In the US one hears a lot about French attitudes and rudeness. Personally I haven’t seen it. I’ve been told the people in Southern France are nicer than those in the Northern part. Again I haven’t seen a difference. I’ve also been told it’s the only those who live in Paris that are rude. You know, big city, people in a rush and generally rude. Actually I can spot this more in large American cities than in Paris.
So what’s the deal? Where’s the disconnect? Am I just lucky or could it be our own attitudes coloring what I must call a myth? I’ve found a smile and a ‘merci’ goes a long ways. I try to utilize as much as possible my very (VERY!) limited vocabulary of French words and have found an amazing number of French people that know English. Maybe it’s because I’m trying or possibly they don’t want to hear their language mangled anymore, but for the most part the French have been very kind and gracious.
Take any large American city and ask yourself how often someone will without being asked try to help direct you to where you want to go? When was the last time you saw someone step out of a restaurant to take a cell phone call? Or step in when a con-artist is bugging you. Heck, they even stop for jaywalking pedestrians without complaint.
And now I find myself wondering what foreign visitors have to say about us Americans in the USA. – W
2 thoughts on “About those French People”
Precisely my findings. The myth of rude French comes from rude, arrogant Americans.

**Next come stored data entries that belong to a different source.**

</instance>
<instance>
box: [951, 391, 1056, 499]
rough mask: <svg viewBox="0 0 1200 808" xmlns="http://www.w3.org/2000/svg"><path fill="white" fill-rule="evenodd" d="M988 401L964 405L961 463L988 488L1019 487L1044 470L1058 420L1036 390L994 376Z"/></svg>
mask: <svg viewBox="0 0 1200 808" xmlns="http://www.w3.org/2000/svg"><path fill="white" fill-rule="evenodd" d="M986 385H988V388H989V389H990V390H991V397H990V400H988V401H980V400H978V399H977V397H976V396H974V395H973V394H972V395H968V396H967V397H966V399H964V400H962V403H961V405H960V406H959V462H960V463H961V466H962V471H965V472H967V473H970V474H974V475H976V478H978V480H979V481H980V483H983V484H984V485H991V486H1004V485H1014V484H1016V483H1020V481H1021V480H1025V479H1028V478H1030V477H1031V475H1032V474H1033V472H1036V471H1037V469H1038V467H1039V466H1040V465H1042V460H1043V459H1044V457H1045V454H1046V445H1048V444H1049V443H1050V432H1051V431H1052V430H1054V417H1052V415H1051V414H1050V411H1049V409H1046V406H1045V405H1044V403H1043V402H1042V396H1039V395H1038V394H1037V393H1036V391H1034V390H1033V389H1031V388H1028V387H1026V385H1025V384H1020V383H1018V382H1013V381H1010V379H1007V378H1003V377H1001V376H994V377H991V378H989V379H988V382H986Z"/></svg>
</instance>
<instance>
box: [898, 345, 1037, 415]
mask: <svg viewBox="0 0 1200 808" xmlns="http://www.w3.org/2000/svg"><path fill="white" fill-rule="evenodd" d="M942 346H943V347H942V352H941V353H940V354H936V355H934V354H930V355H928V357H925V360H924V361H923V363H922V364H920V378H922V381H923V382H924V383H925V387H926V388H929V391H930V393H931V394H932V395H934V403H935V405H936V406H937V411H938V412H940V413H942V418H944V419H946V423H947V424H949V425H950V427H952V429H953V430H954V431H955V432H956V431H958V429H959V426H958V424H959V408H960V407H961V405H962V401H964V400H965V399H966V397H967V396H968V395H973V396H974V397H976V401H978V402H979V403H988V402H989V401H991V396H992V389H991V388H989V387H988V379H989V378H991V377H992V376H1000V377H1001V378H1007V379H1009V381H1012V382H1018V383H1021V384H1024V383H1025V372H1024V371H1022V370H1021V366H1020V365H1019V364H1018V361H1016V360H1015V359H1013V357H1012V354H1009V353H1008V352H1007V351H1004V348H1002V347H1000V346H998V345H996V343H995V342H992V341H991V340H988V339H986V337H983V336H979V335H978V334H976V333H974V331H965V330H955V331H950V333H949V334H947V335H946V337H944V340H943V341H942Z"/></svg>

I had it explained to me that we “informal” Americans are considered rude when we do not say the niceties of Bon Jour when approaching someone or Au Revoir when we leave a store and particularly irksome is when we neglect to say Merci and si vous plait! French custom is also that serving people are “servants” and therefore not expected to interact with the clientele by smiling and chit chatting. I also found that after saying Bon Jour and groveling a bit, “parlez vous anglais, si vous plais?” usually worked pretty well.